Which non-writing-related aspect of your life most influences your writing? 

Not believing in the hierarchy of “the guilty pleasure.” Pleasure in art is just that. As an early adult, striving to appear more sophisticated, I artificially separated my taste between high and low art. Now I’m just a passionate consumer of art. That said, I recently tried reading a paperback horror novel I’d loved as a fifteen year old, and it was so badly written at the sentence level, I couldn’t finish. Plenty of books, films, TV shows I liked as a young person are a mystery to me now. I had also discovered Stephen King (before he was the brand “Stephen King”) around the same time, and recognized his talent as a storyteller was significantly greater than other writers I’d been reading. I still pick up his new books on the day of their release. I don’t read the work uncritically, of course, but I also never stopped reading, when I realized I wasn’t going to be a horror writer. It’s true of any entertainment I embrace. The Beatles are a touchstone for me (and so many others, obviously) but the Monkees are equally a pleasure. That refusal to create a false ranking of my pleasure allows me to pull in whatever aspect of a story I want, without concerns of others questioning my taste. If others have that critique, that’s their issue, not mine.

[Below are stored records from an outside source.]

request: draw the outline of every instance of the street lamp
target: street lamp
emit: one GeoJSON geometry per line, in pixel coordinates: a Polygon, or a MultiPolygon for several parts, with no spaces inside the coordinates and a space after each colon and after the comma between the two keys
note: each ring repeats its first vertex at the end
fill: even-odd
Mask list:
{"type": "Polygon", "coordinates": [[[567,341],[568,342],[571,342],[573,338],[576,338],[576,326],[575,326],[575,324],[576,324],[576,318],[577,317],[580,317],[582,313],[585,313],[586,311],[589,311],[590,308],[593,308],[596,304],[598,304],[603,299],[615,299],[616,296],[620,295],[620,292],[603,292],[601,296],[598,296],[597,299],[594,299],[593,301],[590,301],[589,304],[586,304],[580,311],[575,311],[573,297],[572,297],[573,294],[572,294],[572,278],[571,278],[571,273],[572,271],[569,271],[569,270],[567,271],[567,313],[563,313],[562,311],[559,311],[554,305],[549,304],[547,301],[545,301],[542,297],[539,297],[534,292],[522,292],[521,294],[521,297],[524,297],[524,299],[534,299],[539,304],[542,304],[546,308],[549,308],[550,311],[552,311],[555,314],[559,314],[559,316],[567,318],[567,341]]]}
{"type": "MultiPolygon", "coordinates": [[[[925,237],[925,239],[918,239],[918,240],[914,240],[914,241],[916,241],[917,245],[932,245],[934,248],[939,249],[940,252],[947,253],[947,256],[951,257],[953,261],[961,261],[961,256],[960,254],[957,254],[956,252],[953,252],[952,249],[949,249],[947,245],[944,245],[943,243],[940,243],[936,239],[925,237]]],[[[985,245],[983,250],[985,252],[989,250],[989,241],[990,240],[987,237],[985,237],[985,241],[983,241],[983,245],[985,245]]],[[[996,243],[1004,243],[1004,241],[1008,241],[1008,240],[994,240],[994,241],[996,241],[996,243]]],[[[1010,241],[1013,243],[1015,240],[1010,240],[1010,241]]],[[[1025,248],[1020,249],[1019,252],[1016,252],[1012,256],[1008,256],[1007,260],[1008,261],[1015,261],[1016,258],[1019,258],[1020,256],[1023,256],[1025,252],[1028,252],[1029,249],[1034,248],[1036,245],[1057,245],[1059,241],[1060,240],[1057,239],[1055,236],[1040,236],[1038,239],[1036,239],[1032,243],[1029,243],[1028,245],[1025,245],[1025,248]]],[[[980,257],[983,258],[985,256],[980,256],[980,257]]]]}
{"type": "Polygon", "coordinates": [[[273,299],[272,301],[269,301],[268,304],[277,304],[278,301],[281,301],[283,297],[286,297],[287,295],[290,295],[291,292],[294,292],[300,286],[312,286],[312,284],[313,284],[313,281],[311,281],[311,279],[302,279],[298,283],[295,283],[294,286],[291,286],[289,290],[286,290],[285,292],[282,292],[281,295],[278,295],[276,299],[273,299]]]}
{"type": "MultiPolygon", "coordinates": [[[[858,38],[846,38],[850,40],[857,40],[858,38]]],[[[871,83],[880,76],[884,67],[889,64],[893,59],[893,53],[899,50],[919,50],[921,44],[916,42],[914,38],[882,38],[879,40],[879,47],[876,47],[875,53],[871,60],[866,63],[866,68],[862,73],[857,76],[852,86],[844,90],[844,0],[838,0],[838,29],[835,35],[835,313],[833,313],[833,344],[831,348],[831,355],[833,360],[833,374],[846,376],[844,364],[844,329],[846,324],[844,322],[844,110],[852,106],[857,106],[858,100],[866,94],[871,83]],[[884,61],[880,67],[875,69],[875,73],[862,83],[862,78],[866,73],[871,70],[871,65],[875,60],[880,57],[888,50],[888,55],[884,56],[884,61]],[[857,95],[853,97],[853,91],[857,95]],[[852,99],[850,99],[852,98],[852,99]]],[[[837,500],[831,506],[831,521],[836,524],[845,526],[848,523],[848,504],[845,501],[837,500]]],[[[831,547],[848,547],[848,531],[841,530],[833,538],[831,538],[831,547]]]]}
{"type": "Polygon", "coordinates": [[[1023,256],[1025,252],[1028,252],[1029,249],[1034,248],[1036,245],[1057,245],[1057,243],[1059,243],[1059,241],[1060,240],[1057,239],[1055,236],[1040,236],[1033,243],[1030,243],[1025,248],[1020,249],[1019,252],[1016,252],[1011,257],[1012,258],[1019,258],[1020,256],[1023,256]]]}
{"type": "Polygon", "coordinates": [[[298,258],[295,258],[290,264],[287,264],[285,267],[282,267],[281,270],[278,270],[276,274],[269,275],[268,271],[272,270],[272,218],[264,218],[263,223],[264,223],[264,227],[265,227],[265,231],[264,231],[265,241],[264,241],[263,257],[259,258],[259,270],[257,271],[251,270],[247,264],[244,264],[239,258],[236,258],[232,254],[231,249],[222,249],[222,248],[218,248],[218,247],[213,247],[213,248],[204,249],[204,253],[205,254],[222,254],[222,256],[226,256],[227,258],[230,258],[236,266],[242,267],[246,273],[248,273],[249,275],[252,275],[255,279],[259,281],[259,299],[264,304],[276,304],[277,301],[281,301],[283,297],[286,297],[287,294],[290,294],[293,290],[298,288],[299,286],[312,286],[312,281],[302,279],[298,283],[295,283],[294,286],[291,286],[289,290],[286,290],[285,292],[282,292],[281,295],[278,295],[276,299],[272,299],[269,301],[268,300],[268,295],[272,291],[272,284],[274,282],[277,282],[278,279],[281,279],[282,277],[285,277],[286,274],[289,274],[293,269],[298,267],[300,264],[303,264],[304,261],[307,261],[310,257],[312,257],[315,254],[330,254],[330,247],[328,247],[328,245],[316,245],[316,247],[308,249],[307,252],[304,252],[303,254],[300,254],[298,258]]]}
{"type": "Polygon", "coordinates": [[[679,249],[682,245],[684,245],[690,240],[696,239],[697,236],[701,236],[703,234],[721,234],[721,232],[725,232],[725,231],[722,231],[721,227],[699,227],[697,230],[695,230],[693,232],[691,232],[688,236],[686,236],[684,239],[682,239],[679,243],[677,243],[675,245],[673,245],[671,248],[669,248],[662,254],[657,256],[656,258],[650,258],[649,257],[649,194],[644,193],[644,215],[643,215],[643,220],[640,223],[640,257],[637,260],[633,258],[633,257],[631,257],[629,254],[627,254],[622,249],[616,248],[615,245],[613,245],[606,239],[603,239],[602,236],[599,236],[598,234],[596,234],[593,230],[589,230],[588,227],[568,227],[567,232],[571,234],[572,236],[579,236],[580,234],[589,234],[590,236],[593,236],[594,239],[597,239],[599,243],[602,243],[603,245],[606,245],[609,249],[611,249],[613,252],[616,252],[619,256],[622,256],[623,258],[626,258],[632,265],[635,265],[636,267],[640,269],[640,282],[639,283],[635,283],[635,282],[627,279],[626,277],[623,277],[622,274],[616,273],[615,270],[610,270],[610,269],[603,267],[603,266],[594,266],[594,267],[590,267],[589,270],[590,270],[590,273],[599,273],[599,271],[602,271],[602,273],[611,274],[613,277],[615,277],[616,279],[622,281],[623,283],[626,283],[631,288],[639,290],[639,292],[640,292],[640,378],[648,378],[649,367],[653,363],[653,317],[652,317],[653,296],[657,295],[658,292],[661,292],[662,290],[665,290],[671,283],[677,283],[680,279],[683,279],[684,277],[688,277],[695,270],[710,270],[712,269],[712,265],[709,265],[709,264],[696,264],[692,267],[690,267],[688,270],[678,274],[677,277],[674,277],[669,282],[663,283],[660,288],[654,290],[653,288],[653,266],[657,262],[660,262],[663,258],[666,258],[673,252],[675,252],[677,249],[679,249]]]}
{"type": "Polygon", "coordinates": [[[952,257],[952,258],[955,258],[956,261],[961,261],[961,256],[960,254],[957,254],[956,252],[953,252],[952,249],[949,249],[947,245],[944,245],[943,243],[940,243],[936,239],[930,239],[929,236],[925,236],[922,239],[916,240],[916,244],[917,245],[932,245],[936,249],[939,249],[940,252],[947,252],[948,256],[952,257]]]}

What is either the best or the worst piece of writing advice you’ve received or given? 

Find the truth and beauty in the small moment (a paraphrase). As a young writer and painter, I wanted to make big, high-concept pieces. I was weaned on the concept album, and the brief heyday of performance art, forms that are pretty rare now. My work then was often overdetermined by “BIG THEMES!” I took only one Creative Writing class, from E.R. Baxter III, at the community college where I was enrolled in a medical technology program. We did workshop, of course, but it was also the first exposure I had to contemporary literary fiction and poetry (including the Kenyon Review). Though initially foreign, the quiet moments in the work of, say, Raymond Carver, were illuminating in shaping the kind of writer I’d become.

What project(s) are you working on now, or next? 

My next book, Apple: Skin to the Core, is a memoir in poems, and will be published in 2020 by Arthur A. Levine. “Secret Identity” is part of a novel I’m hoping to find a home for soon. One of its other chapters, “True Crime,” was my first Kenyon Review publication—a huge moment for me.